[Date Prev][Date Next][Thread Prev][Thread Next][Date Index][Thread Index]

[modeller_usage] Sequence alignment with missing residues



Dear Modeller experts,

 

My apologies for the multiple posts. I’m using Modeller to align sequences, find missing residues in pdb and then perform loop modeling for the missing regions. And I have a small issue with sequence alignment when there’re missing residues. Here’s my .ali file:

 

>P1;6cqx_a_unmod

structureX:6cqx_a_unmod:3:A:+532:A:::-1.00:-1.00

-REDAELLVTVRGGRLRGIRLKTPGGPVSAFLGIPFAEPPMGPRRFLPPEPKQPWSGVVDATTFQSVCYQYVDTL

YPGFEGTEMWNPNRELSEDCLYLNVWTPYPRPTSPTPVLVWIYGGGFYSGASSLDVYDGRFLVQAERTVLVSMNY

RVGAFGFLALPGSREAPGNVGLLDQRLALQWVQENVAAFGGDPTSVTLFGE.AGAASVGMHLLSPPSRGLFHRAV

LQSGAPNGPWATVGMGEARRRATQLAHLVGCPPGG---NDTELVACLRTRPAQVLVNHEWHVLPQESVFRFSFVP

VVDGDFLSDTPEALINAGDFHGLQVLVGVVKDEGSYFLVYGAPGFSKDNESLISRAEFLAGVRVGVPQVSDLAAE

AVVLHYTDWLHPEDPARLREALSDVVGDHNVVCPVAQLAGRLAAQGARVYAYVFEHRASTLSWPLWMGVPHGYEI

EFIFGIPLDPSRNYTAEEKIFAQRLMRYWANFARTGDPNE-----APQWPPYTAGAQQYVSLDLRPLEVRRGLRA

QACAFWNRFLPKLLSA-*

 

>P1;6cqx_A

sequence::: :: :::-1.00:-1.00

GREDAELLVTVRGGRLRGIRLKTPGGPVSAFLGIPFAEPPMGPRRFLPPEPKQPWSGVVDATTFQSVCYQYVDTL

YPGFEGTEMWNPNRELSEDCLYLNVWTPYPRPTSPTPVLVWIYGGGFYSGASSLDVYDGRFLVQAERTVLVSMNY

RVGAFGFLALPGSREAPGNVGLLDQRLALQWVQENVAAFGGDPTSVTLFGESAGAASVGMHLLSPPSRGLFHRAV

LQSGAPNGPWATVGMGEARRRATQLAHLVGCPPGGTGGNDTELVACLRTRPAQVLVNHEWHVLPQESVFRFSFVP

VVDGDFLSDTPEALINAGDFHGLQVLVGVVKDEGSYFLVYGAPGFSKDNESLISRAEFLAGVRVGVPQVSDLAAE

AVVLHYTDWLHPEDPARLREALSDVVGDHNVVCPVAQLAGRLAAQGARVYAYVFEHRASTLSWPLWMGVPHGYEI

EFIFGIPLDPSRNYTAEEKIFAQRLMRYWANFARTGDPNEPRDPKAPQWPPYTAGAQQYVSLDLRPLEVRRGLRA

QACAFWNRFLPKLLSAT*

 

And here’re the alignment commands I’m using:

 

e = Environ()

aln = Alignment(e)

aln.append(file='two_seq.seq', align_codes=('all'))

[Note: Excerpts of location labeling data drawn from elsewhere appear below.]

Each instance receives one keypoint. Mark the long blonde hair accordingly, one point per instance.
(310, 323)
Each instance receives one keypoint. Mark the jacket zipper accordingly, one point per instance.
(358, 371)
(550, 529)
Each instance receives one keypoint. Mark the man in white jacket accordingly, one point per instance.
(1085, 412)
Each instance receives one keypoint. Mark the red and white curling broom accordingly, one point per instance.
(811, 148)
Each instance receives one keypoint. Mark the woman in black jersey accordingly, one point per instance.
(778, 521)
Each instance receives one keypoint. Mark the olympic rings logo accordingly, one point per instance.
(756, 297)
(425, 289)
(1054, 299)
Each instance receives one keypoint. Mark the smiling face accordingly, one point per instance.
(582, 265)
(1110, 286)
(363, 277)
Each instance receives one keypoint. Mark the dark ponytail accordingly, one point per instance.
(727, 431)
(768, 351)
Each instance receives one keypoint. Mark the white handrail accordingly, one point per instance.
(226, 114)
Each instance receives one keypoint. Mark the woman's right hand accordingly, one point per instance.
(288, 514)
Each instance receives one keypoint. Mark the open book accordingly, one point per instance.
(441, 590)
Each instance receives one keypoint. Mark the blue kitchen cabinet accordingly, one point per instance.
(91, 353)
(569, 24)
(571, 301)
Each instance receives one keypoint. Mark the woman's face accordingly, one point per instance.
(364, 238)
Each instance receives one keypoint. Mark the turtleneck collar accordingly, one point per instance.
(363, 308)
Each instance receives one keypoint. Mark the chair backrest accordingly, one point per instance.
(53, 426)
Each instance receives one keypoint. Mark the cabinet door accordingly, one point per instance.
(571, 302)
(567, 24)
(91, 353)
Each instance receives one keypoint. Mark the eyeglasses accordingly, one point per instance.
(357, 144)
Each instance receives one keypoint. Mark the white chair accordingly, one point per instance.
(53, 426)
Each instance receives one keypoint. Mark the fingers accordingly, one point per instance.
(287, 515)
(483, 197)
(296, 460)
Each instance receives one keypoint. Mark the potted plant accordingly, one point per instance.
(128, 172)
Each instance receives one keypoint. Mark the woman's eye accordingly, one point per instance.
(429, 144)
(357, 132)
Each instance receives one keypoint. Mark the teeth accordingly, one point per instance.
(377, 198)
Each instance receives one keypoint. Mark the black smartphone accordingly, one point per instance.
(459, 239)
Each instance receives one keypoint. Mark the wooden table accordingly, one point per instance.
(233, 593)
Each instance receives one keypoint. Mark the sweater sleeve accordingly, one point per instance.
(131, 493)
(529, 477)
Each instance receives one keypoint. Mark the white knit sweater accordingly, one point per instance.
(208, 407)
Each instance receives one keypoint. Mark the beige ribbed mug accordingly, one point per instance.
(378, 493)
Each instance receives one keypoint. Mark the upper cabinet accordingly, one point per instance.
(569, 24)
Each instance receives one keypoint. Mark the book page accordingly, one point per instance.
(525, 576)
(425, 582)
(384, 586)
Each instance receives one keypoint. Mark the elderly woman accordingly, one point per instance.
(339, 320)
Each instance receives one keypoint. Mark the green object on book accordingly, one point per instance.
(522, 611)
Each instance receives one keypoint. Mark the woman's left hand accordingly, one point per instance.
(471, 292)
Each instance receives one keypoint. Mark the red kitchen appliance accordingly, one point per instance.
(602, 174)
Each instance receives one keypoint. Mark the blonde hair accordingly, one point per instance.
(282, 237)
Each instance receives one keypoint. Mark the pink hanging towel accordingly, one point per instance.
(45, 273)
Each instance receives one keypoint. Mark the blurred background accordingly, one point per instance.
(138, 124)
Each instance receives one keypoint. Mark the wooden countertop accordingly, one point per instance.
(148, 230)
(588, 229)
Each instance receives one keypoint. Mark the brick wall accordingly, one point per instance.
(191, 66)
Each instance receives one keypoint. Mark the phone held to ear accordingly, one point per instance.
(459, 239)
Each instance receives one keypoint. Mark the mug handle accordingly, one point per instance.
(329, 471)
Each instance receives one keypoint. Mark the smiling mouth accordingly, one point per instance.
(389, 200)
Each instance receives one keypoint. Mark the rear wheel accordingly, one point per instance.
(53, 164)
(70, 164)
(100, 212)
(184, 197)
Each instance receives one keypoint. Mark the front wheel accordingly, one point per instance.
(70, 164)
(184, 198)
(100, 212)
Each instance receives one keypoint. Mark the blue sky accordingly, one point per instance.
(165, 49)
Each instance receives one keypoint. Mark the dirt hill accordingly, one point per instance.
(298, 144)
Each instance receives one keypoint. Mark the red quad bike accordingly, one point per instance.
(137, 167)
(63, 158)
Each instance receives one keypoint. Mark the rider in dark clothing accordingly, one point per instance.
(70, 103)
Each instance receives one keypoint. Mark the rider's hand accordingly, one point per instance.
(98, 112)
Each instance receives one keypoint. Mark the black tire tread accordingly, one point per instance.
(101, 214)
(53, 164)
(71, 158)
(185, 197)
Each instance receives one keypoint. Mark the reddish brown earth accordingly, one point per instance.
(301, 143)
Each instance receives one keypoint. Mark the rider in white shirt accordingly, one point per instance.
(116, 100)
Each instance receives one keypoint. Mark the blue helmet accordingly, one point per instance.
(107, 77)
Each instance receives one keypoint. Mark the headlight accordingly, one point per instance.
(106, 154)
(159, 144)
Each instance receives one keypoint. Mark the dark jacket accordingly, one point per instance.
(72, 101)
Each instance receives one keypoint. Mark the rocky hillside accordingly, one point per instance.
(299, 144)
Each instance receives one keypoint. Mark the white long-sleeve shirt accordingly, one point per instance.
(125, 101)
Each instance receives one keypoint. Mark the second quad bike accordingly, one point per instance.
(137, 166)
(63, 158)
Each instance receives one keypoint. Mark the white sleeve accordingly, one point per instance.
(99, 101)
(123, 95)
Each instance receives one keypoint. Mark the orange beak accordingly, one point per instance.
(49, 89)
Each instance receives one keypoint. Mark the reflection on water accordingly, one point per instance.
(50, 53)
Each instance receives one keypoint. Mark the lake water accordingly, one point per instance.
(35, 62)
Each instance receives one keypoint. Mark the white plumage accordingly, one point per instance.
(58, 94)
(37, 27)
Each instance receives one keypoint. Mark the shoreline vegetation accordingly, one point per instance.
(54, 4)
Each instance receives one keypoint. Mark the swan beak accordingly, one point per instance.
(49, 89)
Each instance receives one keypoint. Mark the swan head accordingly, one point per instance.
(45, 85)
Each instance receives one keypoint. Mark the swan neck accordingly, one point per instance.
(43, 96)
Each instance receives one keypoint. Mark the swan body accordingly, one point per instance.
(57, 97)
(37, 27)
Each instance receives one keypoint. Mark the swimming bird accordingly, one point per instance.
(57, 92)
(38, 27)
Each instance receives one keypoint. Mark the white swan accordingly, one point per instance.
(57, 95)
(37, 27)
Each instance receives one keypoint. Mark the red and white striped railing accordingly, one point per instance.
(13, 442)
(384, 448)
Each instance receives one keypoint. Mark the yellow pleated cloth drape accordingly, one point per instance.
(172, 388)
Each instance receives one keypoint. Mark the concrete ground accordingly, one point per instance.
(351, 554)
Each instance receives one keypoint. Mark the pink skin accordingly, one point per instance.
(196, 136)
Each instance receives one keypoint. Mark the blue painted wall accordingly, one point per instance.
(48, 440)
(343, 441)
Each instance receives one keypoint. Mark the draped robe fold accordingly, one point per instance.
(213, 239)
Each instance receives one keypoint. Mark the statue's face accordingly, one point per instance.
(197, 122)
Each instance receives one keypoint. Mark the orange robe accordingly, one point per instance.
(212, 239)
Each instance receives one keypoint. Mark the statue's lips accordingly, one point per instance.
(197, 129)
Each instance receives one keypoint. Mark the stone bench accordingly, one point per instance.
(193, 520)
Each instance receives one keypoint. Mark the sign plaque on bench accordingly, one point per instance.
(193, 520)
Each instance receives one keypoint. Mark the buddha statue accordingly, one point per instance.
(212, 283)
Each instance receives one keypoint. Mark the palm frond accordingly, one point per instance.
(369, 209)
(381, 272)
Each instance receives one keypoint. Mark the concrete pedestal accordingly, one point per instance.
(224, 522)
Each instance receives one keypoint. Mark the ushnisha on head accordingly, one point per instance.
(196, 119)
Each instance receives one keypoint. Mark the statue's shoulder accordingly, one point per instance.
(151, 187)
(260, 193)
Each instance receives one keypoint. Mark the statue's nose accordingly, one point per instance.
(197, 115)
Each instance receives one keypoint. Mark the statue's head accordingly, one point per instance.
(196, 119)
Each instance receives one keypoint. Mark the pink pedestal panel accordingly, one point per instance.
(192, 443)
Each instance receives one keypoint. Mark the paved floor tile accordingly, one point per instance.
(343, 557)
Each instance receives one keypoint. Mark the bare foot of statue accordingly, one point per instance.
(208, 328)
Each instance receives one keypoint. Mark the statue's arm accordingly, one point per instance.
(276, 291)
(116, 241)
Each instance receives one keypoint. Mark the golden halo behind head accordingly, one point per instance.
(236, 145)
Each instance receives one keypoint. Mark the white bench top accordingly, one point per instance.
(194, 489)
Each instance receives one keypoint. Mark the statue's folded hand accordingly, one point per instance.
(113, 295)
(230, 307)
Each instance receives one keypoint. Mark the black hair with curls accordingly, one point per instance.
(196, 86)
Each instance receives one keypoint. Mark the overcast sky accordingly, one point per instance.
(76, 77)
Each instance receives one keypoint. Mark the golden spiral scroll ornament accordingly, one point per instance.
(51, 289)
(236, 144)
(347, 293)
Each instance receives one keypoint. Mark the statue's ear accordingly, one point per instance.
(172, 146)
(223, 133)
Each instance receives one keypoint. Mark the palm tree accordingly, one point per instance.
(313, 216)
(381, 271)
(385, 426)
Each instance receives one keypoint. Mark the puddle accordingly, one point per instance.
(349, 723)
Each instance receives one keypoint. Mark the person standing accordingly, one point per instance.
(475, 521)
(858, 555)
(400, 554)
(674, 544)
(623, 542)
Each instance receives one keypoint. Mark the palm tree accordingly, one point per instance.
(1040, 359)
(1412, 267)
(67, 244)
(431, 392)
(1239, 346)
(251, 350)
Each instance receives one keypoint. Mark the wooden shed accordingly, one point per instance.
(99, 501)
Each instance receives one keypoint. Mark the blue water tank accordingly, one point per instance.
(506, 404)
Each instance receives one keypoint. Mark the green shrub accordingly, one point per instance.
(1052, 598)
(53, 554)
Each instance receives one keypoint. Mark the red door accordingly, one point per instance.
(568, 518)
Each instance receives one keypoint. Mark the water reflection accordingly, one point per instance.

aln.align(gap_penalties_1d=(-600, -400))

aln.write(file='two_seq.ali')

quit()

 

The first sequence is read from a pdb file, with some residues (“-”). And the second sequence is the full sequence. However, because of the peculiar pattern, the alignment is not correct in this region:

 

GCPPGG---NDTEL (from the pdb file)

PPGGTGGNDTEL (the full sequence)

 

I checked the structure file and then I found that the alignment should be as follows:

 

GCPP---GGNDTEL (from the pdb file)

PPGGTGGNDTEL (the full sequence)

 

Is there any way to avoid this type of “mismatch” in the sequence alignment? Thank you very much for your kind advice in advance.  

 

 

Massive Thanks,

Amy

 

 

--

Amy He

Chemistry Graduate Teaching Assistant

Hadad Research Group

Ohio State University